The research group’s method was published in the Journal of AOAC International.
“I think the industry did get alerted and the major players are all taking up this methodology and are using it, and that’s a good thing. The adulterants that we identified in the paper, it’s now harder to find them in the market,” Zhang said.
Price points
But that’s only half the battle. Having a cleaner ingredient doesn’t mean much if it isn’t getting to consumers. Zhang said chondroitin is the best researched joint health ingredient and has the longest history, but recent price increases for the raw material that is processed in China means that fewer products on the shelf now contain this important constituent.
“We did research five years ago and again two months ago. We took joint health products off the shelf and scanned their supplements facts panels. We found that the availability to consumers of chondroitin declined from 27% of those products in 2010 to 10% to 16% today,” he said.
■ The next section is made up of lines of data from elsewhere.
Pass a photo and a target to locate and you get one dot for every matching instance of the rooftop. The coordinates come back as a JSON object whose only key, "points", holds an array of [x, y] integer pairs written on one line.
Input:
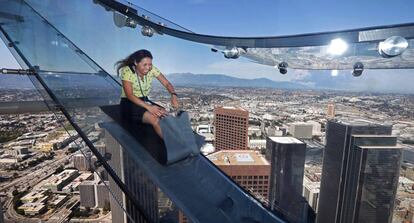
{"points": [[237, 157], [286, 140]]}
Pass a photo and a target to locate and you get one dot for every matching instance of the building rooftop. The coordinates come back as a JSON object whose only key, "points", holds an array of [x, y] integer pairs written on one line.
{"points": [[237, 157], [286, 140]]}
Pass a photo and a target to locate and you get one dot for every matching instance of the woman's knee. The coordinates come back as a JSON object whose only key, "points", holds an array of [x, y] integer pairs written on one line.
{"points": [[150, 119]]}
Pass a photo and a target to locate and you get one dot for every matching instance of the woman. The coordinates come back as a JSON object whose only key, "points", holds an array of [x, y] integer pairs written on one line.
{"points": [[137, 74]]}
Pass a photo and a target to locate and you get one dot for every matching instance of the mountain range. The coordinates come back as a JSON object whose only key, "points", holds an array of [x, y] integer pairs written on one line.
{"points": [[221, 80]]}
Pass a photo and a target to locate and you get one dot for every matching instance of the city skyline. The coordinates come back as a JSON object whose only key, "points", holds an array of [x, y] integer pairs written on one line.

Zhang said in addition to chondroitin being left out of products altogether, his company has seen a trend toward lower dosages.
“All of the clinical studies over the past twenty years have been showing efficacy at 800 mg or more. One of the big national brands we surveyed had only 200 mg,” Zhang said.
Zhang said recent formulation trends have seen companies use other ingredients that might be less expensive and might have benefits that don’t drive directly at improving cartilage health and stability. Curcuminoids, with their anti inflammatory activity, are a frequent choice for joint health products, sometime apparently in lieu of chondroitin. Zhang said he doesn’t dispute curcuminoids have their own sort of activity, but in his view using them in this way is akin to taking an apple and trying to pass it off an an orange.
“When consumers went to the joint health section in the store five years ago they had a greater likelihood of getting a more fortified product. Chondroitin is considered the key ingredient in joint health; it is considered a pharmaceutical grade ingredient in Europe and is sold in prescription drugs for osteoarthritis there,” Zhang said.
“If you want to have a real joint health product you need to have chondroitin to address the structural and functional aspects. We all owe consumers some really straightforward communication and we need to be upfront about what we are giving them. We shouldn’t be selling them something that will make them feel better just for the day,” he said.